当時、瞑想の習慣はなかったのですが、この縫い物をしていると瞑想をしているような感じて、完全に時間の感覚がなくなり黙々と、ただひたすらどこまでも縫い続けることができます。
単純な縫い方の繰り返しで、頭を使わなくてもいいからかも知れません。

長時間になると体も凝ってくると思うのですが、その感覚はなくてただ頭はスッキリとして、何かとても気持ちの良さを感じていました。

よく「ゾーンに入る」という言葉を聞いたりしますが、そんな感じなのではないでしょうか。
スポーツ選手など感覚が研ぎ澄まされて、周りの音が聞こえなくなったり、時間の感覚がなくなりスローモーションに見えたりする状態と聞きますが、こんな縫い物でもそのようなプチ体験ができるようです。

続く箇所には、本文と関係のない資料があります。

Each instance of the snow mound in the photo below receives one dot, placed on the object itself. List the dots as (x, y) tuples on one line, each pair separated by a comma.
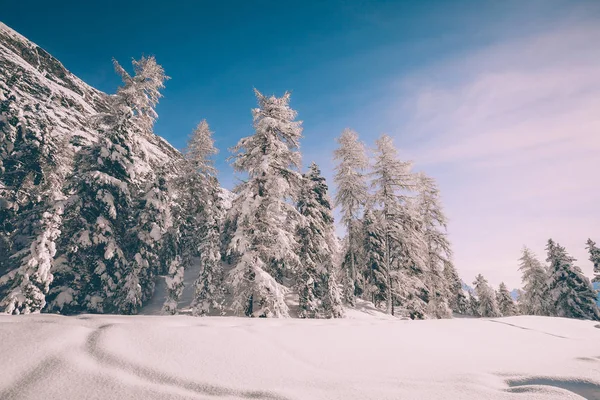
[(155, 357)]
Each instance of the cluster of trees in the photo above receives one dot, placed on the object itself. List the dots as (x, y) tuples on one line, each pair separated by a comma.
[(396, 253), (557, 289), (89, 230)]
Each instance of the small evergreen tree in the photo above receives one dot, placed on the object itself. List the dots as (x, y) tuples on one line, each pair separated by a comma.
[(488, 307), (534, 300), (506, 304), (457, 300), (571, 292), (174, 281), (473, 305), (594, 258)]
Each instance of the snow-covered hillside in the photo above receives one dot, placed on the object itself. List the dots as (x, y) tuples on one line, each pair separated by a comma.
[(54, 99), (119, 357)]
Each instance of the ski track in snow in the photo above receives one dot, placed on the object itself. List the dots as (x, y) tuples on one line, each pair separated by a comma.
[(94, 350), (528, 329)]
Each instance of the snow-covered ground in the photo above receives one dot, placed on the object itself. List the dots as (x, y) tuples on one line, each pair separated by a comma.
[(365, 356)]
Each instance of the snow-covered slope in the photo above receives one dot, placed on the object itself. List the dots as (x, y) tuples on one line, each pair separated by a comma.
[(148, 357), (54, 99)]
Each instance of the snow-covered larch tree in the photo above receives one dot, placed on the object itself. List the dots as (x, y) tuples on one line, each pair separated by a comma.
[(202, 190), (594, 258), (506, 304), (377, 278), (100, 216), (457, 300), (570, 290), (264, 240), (174, 282), (534, 300), (438, 252), (351, 195), (153, 220), (486, 298), (319, 295), (405, 250), (29, 283)]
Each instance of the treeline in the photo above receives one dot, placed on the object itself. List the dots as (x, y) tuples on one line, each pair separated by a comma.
[(558, 289), (89, 229)]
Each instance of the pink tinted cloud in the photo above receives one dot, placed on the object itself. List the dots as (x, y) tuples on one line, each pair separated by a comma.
[(513, 134)]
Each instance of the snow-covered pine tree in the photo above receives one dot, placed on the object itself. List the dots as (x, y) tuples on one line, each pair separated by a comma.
[(473, 305), (594, 258), (506, 304), (405, 251), (535, 299), (100, 215), (376, 275), (29, 282), (204, 195), (486, 297), (350, 197), (319, 295), (570, 290), (457, 300), (438, 251), (174, 282), (153, 220), (264, 241)]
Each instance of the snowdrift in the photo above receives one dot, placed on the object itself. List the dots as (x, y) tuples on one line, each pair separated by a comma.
[(362, 357)]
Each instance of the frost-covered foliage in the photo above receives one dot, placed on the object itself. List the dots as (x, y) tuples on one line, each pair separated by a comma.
[(264, 241), (376, 273), (31, 281), (487, 305), (405, 255), (535, 298), (351, 197), (152, 222), (174, 281), (442, 288), (506, 304), (38, 225), (570, 291), (319, 295), (457, 301), (203, 198), (96, 272), (594, 258)]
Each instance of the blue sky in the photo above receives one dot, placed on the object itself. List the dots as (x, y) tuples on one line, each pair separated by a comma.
[(491, 98)]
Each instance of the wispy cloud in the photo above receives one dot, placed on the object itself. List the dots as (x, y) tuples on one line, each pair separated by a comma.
[(512, 132)]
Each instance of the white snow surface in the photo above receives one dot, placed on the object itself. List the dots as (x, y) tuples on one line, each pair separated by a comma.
[(362, 357)]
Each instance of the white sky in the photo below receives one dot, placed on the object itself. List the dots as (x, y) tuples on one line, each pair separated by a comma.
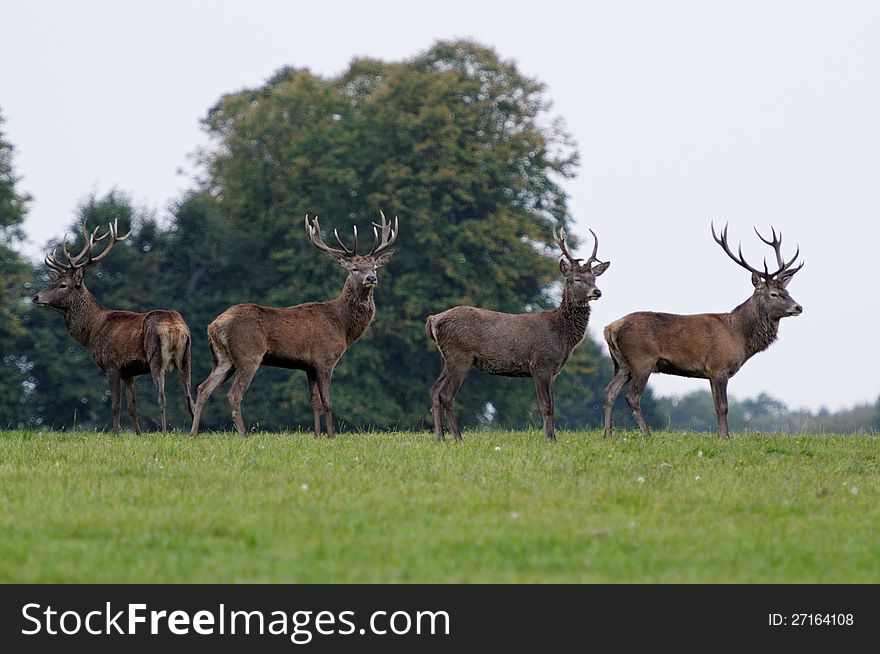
[(752, 112)]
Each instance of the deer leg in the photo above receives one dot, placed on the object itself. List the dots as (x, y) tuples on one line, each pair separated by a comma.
[(435, 403), (115, 391), (184, 369), (447, 398), (316, 401), (621, 377), (158, 370), (324, 380), (244, 373), (544, 386), (222, 371), (719, 396), (131, 394), (634, 399)]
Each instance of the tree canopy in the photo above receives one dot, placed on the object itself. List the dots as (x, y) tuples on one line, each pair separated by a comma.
[(457, 142)]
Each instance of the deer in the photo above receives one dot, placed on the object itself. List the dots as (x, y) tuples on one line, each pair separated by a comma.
[(311, 337), (536, 344), (711, 346), (124, 344)]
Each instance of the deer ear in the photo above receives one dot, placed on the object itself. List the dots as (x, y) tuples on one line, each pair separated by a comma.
[(785, 278), (341, 259), (383, 258), (564, 266)]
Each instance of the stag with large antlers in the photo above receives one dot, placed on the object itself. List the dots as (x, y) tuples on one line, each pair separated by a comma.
[(711, 346), (124, 344), (310, 337), (533, 345)]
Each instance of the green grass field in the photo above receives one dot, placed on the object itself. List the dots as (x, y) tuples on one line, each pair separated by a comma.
[(399, 507)]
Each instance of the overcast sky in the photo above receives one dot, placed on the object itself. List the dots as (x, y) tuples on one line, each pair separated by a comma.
[(755, 113)]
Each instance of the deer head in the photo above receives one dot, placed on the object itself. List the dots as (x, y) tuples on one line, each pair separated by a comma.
[(67, 276), (362, 268), (580, 278), (770, 294)]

私は元々、ついネガティブな方向に引っ張られる性格なのですが、チクチク縫い続けて数年経ち、今では起こる出来事をあまり深刻にとらえず軽く受け流すことができるようになってきました。
これも「縫いもの瞑想?」の効果が多少は関係しているのかも知れませんよね。(笑)

そんな心の癒しと、実用性を兼ねた刺し子の魅力を多くの人に知ってもらいたいな。
ますます世の中が複雑になり心もそこにとらわれがちですが、心を静める一つの方法として良い趣味になるのではと思います。

ぜひ手芸や縫い物が好きな方は体験してみてください。